In McCann; Sinaga the Court of Appeal considered whether a WLO was appropriate in two recent cases involving exceptionally serious sexual offending. In December 2019, Joseph McCann was sentenced to life imprisonment with a minimum term of 30 years having been convicted of seven counts of rape, one count of the rape of a child under 13, three counts of sexual assault, one count of causing a child under 13 to engage in sexual activity, seven counts of kidnap, 10 counts of false imprisonment, one count of attempted kidnap, and two counts of committing an offence with the intention of committing a sexual offence against a total of 11 victims.
In January 2020, Reynhard Sinaga was also sentenced to life imprisonment with a minimum term of 30 years having been convicted of 136 counts of rape, eight counts of attempted rape, 14 counts of sexual assault, and one count of assault by penetration against a total of 48 victims. It is believed that these were the longest sentences ever imposed in England and Wales for sexual offences. These sentences have now been increased to minimum terms of 40 years.

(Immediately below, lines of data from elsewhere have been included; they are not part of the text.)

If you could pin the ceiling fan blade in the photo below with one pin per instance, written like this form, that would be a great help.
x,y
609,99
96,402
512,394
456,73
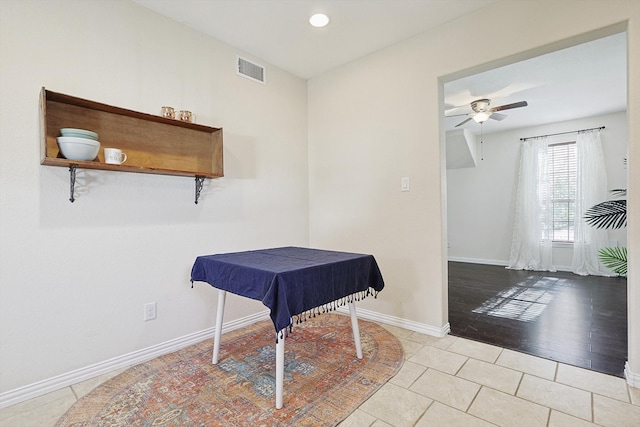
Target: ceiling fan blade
x,y
457,115
461,123
510,106
498,116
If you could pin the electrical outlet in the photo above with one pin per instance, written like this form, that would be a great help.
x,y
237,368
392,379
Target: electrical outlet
x,y
150,311
404,184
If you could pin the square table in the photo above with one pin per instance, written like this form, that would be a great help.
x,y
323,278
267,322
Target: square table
x,y
291,282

What are the implications of this judgment?
This is a significant decision by the Court of Appeal as, by declining to impose WLOs in these exceptionally serious cases, the availability of a WLO for an offence other than murder remains purely theoretical. However, the Court of Appeal did, for the first time, specifically articulate examples of possible non-murder offences that might merit WLOs – serious acts of terrorism that do not result in a death.
Are there any other restrictions on the imposition of Whole Life Orders?
It is considered that, as a matter of law, a judge cannot impose a WLO on anyone who was under the age of 18 at the time of the offence, irrespective of the seriousness of that offence. At present, this prohibition also extends to people aged 18 to 20 at the time of the offence.
However, following the sentencing in August 2020 of Hashem Abedi (who was sentenced to life imprisonment with a minimum term of 55 years following his conviction on 22 counts of murder for his involvement in the Manchester Arena bombing in 2017 when he was aged 20) the Government has proposed in its recent White Paper to make WLOs available to sentencing judges for offenders aged 18 to 20 at the time of the offence in ‘extremely exceptional’ cases (Ministry of Justice (2020), A Smarter Approach to Sentencing, p. 31).
Can a prisoner serving a Whole Life Order ever be released from prison?
The legal status of a WLO in England and Wales has been the subject of much scrutiny in recent years. There is, at least in theory, a release mechanism open to prisoners serving a WLO as the Secretary of State for Justice has the power, under section 30 of the Crime (Sentences) Act 1997, to release any life sentence prisoner on compassionate grounds in ‘exceptional circumstances’.
Although this power has never been exercised in relation to a prisoner serving a WLO, its existence eventually convinced the European Court of Human Rights in 2017 (Hutchinson v the United Kingdom [2017] ECHR 57592/08) that WLOs were in fact ‘reducible’ (as there was the possibility of release) and therefore compliant with Article 3 of the European Convention on Human Rights (the right not to be subjected to inhuman or degrading treatment or punishment).